# Dialogue



## Pimlico (Sep 13, 2013)

How do you as a writer/reader feel about long stretches of dialogue? Sometimes the story calls for them.

Do you think it's better to simply let the dialogue speak for itself and not try to pad it out descriptively every once in awhile?

For example, to write: "Blah blah blah," he said, sitting back and stroking his beard thoughtfully.

Or is it enough to write line after line of dialogue without such embellishments?

I prefer not adding them, but I find it looks strangely inadequate to have twenty lines of dialogue with no reference to the setting. I almost feel as if the reader might get lost if they're not called back to it once in awhile.


----------



## Conker (Sep 13, 2013)

Like most things, I find it to be a balancing act. If the scene requires lots of talking, then I assume leave out every little detail of what the character is doing. It can really depend on what the conversation is about though, and how you want the characters to appear while talking. Few details sprinkled in will never hurt, assuming they are the correct details to bring up.


----------



## Aleu (Sep 13, 2013)

I dunno, depends on what the writer is intending. Sometimes you get lost in the conversation as you would every day. The only thing I'd describe would be the reaction of the character if it calls for it, such as surprise or disgust. I have lines of just dialogue in my story here for example. (Mature for language)

I don't mind descriptives after dialogue if it fits the character, such as one that needs to do things with his hands while conversing. Though if it's all the time with every character...it gets overwhelming.


----------



## M. LeRenard (Sep 13, 2013)

I feel like it has a lot to do with the atmosphere you want to project.  If you happen to write in a very minimalist style, you can leave almost every one of the tags out and have it just be a flow of conversation, but if you want it to help project more of the characters' personalities or what have you you can start adding body language into the mix (nervous tics, things like that, to help flesh out the characters through non-verbal dialogue).  It is very easy to overdo it with the tags, though, so getting the appropriate dialogue/tag ratio is a bit of an art.  Honestly, though, I find that reading the passages out loud is one of the best ways to determine if you're going overboard with either one.  It'll just end up feeling like a pacing issue when you do that, and you can adjust it appropriately.


----------



## Conker (Sep 13, 2013)

M. LeRenard said:


> I feel like it has a lot to do with the atmosphere you want to project.  If you happen to write in a very minimalist style, you can leave almost every one of the tags out and have it just be a flow of conversation, but if you want it to help project more of the characters' personalities or what have you you can start adding body language into the mix (nervous tics, things like that, to help flesh out the characters through non-verbal dialogue).  It is very easy to overdo it with the tags, though, so getting the appropriate dialogue/tag ratio is a bit of an art.  Honestly, though, I find that reading the passages out loud is one of the best ways to determine if you're going overboard with either one.  It'll just end up feeling like a pacing issue when you do that, and you can adjust it appropriately.

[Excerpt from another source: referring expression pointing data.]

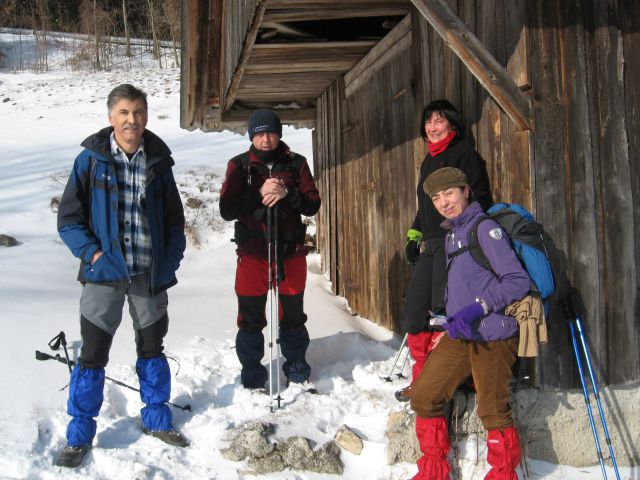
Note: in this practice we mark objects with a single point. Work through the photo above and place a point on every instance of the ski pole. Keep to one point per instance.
(596, 392)
(570, 316)
(395, 360)
(271, 294)
(70, 363)
(276, 288)
(54, 344)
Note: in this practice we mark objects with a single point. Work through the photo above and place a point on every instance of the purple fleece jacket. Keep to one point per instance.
(467, 280)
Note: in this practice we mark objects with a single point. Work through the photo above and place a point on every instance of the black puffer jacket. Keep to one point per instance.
(459, 154)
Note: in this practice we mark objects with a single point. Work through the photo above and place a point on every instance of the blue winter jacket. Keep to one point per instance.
(88, 213)
(468, 281)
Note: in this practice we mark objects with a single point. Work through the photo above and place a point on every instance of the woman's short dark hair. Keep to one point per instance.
(128, 92)
(448, 111)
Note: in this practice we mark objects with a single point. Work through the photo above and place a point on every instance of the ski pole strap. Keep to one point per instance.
(54, 343)
(45, 356)
(568, 303)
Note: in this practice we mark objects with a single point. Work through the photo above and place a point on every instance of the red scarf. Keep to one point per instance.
(438, 147)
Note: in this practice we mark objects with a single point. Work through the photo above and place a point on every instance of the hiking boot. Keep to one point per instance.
(71, 457)
(403, 395)
(172, 437)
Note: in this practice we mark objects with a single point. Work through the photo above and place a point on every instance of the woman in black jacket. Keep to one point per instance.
(448, 145)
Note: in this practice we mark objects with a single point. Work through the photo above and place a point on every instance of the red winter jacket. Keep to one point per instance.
(240, 200)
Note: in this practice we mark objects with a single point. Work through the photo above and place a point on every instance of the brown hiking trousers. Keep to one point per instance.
(451, 363)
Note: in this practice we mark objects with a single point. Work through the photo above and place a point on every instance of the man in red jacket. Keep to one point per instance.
(269, 181)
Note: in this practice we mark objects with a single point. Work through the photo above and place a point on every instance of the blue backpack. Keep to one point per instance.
(526, 237)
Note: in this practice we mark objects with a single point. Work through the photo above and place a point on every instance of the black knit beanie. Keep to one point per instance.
(264, 120)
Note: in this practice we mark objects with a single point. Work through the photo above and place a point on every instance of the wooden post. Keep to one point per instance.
(491, 75)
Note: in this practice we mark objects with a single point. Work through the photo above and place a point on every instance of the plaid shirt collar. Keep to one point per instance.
(116, 150)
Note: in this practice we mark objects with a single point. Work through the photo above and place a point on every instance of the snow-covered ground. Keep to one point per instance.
(43, 119)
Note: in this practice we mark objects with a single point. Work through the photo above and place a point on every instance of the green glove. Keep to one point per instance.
(412, 248)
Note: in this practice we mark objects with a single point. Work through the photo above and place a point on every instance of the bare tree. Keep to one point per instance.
(41, 26)
(95, 31)
(171, 10)
(154, 33)
(125, 21)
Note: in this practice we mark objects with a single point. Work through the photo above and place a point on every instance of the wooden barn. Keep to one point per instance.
(550, 90)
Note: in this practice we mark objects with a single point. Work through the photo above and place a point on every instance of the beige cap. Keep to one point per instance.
(444, 178)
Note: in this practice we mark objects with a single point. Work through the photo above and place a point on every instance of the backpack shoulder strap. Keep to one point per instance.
(474, 248)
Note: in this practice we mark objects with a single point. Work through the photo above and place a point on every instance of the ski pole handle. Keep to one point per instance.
(45, 356)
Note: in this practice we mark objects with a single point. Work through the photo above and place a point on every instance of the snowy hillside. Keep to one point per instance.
(43, 119)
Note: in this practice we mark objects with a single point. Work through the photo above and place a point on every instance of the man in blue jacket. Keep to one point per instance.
(121, 215)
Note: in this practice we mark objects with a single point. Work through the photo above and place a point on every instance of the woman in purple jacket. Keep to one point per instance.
(481, 341)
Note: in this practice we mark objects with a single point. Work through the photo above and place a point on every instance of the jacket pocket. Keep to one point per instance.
(110, 267)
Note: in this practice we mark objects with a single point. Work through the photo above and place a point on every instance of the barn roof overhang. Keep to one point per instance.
(290, 51)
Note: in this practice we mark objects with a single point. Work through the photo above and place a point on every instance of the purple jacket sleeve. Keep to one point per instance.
(513, 282)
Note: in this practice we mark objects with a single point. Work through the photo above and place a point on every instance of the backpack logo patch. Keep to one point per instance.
(496, 233)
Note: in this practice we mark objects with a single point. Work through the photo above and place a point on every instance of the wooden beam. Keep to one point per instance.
(395, 41)
(306, 57)
(237, 117)
(334, 4)
(328, 12)
(491, 75)
(250, 40)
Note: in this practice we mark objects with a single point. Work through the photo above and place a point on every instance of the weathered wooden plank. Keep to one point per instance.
(291, 82)
(451, 67)
(307, 57)
(551, 179)
(517, 43)
(249, 41)
(612, 346)
(312, 4)
(389, 47)
(332, 12)
(378, 50)
(630, 22)
(469, 86)
(289, 115)
(478, 60)
(192, 95)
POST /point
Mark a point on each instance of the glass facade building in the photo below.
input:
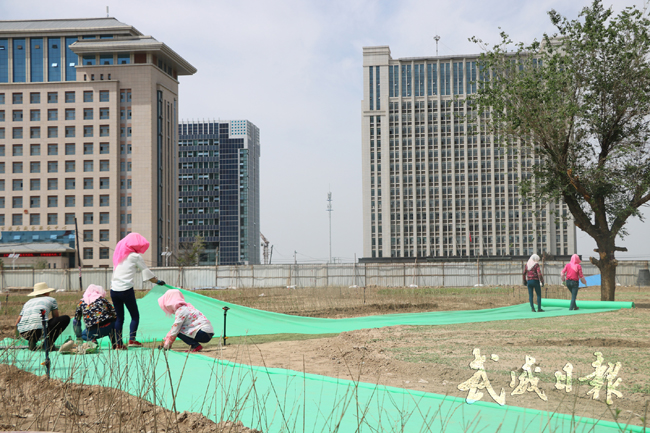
(218, 190)
(435, 185)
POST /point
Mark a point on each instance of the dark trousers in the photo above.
(534, 284)
(96, 332)
(201, 337)
(573, 286)
(55, 328)
(121, 299)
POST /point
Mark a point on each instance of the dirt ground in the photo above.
(437, 359)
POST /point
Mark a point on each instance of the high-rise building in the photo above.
(218, 189)
(88, 115)
(434, 182)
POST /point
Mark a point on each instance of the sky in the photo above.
(294, 69)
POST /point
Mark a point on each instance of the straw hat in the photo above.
(41, 289)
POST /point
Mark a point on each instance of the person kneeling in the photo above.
(30, 322)
(98, 316)
(190, 325)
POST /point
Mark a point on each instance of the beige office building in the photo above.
(431, 187)
(88, 115)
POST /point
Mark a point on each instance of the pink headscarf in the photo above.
(132, 243)
(93, 293)
(171, 301)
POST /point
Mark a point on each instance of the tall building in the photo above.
(88, 115)
(218, 189)
(432, 187)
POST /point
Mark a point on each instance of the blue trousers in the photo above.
(121, 299)
(534, 284)
(201, 337)
(573, 286)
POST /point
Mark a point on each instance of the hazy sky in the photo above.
(294, 69)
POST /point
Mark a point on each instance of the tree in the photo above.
(580, 101)
(190, 252)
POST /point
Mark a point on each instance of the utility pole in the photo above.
(329, 210)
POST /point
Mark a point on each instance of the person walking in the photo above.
(127, 260)
(532, 277)
(30, 324)
(98, 315)
(190, 325)
(571, 273)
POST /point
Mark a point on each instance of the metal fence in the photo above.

Aye! And reading your dialogue out loud is a good habit to get into anyways, since spoken words should sound natural when spoken.


----------



## Aleu (Sep 13, 2013)

Conker said:


> Aye! And reading your dialogue out loud is a good habit to get into anyways, since spoken words should sound natural when spoken.



I do this constantly.

Also, does anyone write out their character's accents? I've been wanting to experiment with that.


----------



## M. LeRenard (Sep 13, 2013)

Conker said:
			
		

> And reading your dialogue out loud is a good habit to get into anyways, since spoken words should sound natural when spoken.

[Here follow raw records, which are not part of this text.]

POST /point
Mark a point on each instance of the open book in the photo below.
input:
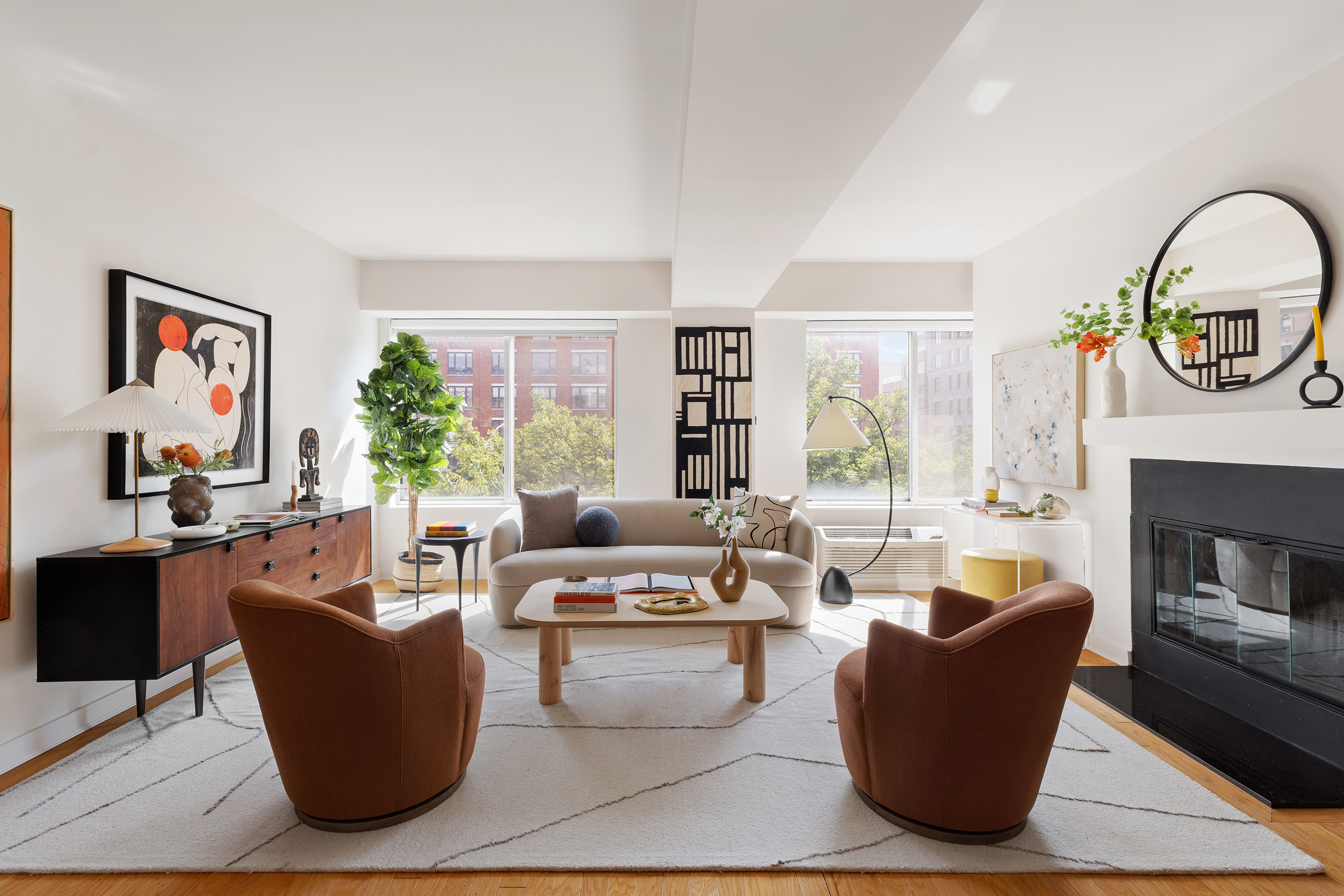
(652, 583)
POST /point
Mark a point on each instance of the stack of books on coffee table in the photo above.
(586, 597)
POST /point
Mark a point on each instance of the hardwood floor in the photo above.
(1316, 832)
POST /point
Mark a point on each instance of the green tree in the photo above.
(559, 448)
(477, 465)
(409, 416)
(863, 471)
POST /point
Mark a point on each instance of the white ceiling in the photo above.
(729, 135)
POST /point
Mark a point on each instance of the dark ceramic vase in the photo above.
(190, 500)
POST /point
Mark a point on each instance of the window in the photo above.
(457, 363)
(526, 437)
(586, 363)
(543, 363)
(463, 393)
(932, 455)
(588, 398)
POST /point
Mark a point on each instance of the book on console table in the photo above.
(652, 583)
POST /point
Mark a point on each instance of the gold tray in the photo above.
(668, 605)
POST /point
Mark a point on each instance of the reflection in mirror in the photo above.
(1258, 272)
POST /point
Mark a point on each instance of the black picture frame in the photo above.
(123, 360)
(1323, 303)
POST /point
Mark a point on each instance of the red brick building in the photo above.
(574, 371)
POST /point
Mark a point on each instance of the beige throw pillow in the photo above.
(549, 519)
(768, 519)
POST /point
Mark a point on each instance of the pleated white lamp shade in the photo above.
(834, 429)
(136, 408)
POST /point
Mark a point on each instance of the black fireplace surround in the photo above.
(1238, 593)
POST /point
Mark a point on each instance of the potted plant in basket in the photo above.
(1104, 332)
(409, 416)
(190, 494)
(727, 526)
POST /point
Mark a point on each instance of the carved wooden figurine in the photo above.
(308, 471)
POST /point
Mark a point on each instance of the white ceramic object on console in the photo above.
(1112, 387)
(198, 532)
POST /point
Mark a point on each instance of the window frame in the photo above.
(918, 401)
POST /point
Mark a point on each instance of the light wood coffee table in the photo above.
(745, 621)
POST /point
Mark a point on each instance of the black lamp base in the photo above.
(835, 587)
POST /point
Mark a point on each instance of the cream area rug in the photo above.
(652, 762)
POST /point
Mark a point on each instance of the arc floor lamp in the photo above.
(835, 430)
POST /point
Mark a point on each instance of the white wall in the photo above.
(1285, 144)
(89, 195)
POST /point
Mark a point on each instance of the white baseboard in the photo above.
(19, 750)
(1113, 651)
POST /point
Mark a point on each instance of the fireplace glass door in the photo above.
(1270, 609)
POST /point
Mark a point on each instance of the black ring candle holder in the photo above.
(1331, 402)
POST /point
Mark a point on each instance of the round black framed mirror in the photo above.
(1261, 262)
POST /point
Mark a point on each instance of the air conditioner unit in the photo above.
(916, 557)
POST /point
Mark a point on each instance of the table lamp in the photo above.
(832, 429)
(135, 409)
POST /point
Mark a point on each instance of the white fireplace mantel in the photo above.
(1297, 429)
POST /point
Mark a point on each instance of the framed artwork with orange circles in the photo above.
(209, 356)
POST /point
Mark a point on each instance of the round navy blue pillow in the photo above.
(597, 528)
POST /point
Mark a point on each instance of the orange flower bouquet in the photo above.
(1101, 330)
(187, 460)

Well, not necessarily.  I guess what I mean is, they should sound 'natural', but not 'realistic'.  Because realistic dialogue sounds absolutely horrible when written into a story.  Like... find yourself a legal transcript sometime of witness testimony and you'll see what I mean (with all the 'uh' and 'um' and 'like' intact).



			
				Aleu said:
			
		

> Also, does anyone write out their character's accents?


Ever since trying to read Brian Jacques, I never do that.  It just ends up making everything super hard to read, unless it's pretty mild.  Buh if'n yer storee is writt'n lahk thee-yus, notta' wuhn feller's gonna' be able t' understan' a dayum wuh'd you's is a trah-in' tuh say.  If you know what I mean.  I hate that shit, so I usually just say something like 'he spoke with a heavy southern accent', or something.


----------



## Aleu (Sep 13, 2013)

M. LeRenard said:


> Ever since trying to read Brian Jacques, I never do that.  It just ends up making everything super hard to read, unless it's pretty mild.  Buh if'n yer storee is writt'n lahk thee-yus, notta' wuhn feller's gonna' be able t' understan' a dayum wuh'd you's is a trah-in' tuh say.  If you know what I mean.  I hate that shit, so I usually just say something like 'he spoke with a heavy southern accent', or something.


Oh I've been just trying to go for mild accent, like just enough to tell so-n-so is English or whatever nationality.
There's only one case I'll be writing where it'll be a heavy accent with slang everywhere and the character being spoken to would be like "the fuck are you trying to say?"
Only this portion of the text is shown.